Experimental realization of a minimal microscopic heat engine

Experimental realization of a minimal microscopic heat engine
Aykut Argun, Jalpa Soni, Lennart Dabelow, Stefano Bo, Giuseppe Pesce, Ralf Eichhorn & Giovanni Volpe
Physical Review E 96(5), 052106 (2017)
DOI: 10.1103/PhysRevE.96.052106
arXiv: 1708.07197

Microscopic heat engines are microscale systems that convert energy flows between heat reservoirs into work or systematic motion. We have experimentally realized a minimal microscopic heat engine. It consists of a colloidal Brownian particle optically trapped in an elliptical potential well and simultaneously coupled to two heat baths at different temperatures acting along perpendicular directions.
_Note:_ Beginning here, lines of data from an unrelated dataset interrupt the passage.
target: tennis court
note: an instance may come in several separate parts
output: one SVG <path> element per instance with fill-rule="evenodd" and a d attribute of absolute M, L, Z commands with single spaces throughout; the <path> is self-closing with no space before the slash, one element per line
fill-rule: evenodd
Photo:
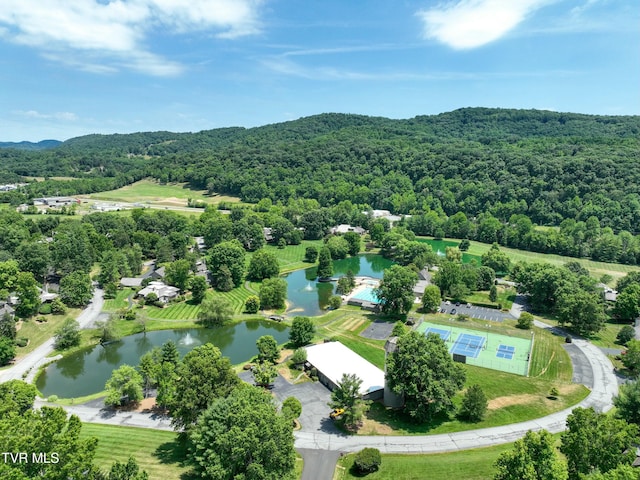
<path fill-rule="evenodd" d="M 490 331 L 422 322 L 417 331 L 438 335 L 457 362 L 527 376 L 533 337 L 510 337 Z"/>

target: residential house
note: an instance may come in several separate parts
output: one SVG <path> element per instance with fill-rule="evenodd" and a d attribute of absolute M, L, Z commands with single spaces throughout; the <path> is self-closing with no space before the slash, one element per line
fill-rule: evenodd
<path fill-rule="evenodd" d="M 150 293 L 155 293 L 158 297 L 158 301 L 162 303 L 169 303 L 178 296 L 180 289 L 167 285 L 164 282 L 154 281 L 150 282 L 149 285 L 140 290 L 137 295 L 147 298 Z"/>
<path fill-rule="evenodd" d="M 331 227 L 330 232 L 333 233 L 334 235 L 344 235 L 345 233 L 348 233 L 348 232 L 355 232 L 358 235 L 364 235 L 366 230 L 362 227 L 353 227 L 351 225 L 347 225 L 343 223 L 340 225 L 336 225 L 335 227 Z"/>

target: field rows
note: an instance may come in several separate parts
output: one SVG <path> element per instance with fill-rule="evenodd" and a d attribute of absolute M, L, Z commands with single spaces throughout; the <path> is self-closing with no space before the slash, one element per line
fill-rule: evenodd
<path fill-rule="evenodd" d="M 180 480 L 187 472 L 179 464 L 179 456 L 184 455 L 184 451 L 176 433 L 83 423 L 80 436 L 98 438 L 95 462 L 103 470 L 110 468 L 114 461 L 126 463 L 132 455 L 151 479 Z"/>

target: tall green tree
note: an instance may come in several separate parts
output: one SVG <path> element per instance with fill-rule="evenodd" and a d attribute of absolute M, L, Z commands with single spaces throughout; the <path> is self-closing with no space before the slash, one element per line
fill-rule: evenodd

For a generic arrangement of the principal directions of the baths and the potential, the symmetry of the system is broken, such that the heat flow drives a systematic gyrating motion of the particle around the potential minimum. Using the experimentally measured trajectories, we quantify the gyrating motion of the particle, the resulting torque that it exerts on the potential, and the associated heat flow between the heat baths. We find excellent agreement between the experimental results and the theoretical predictions.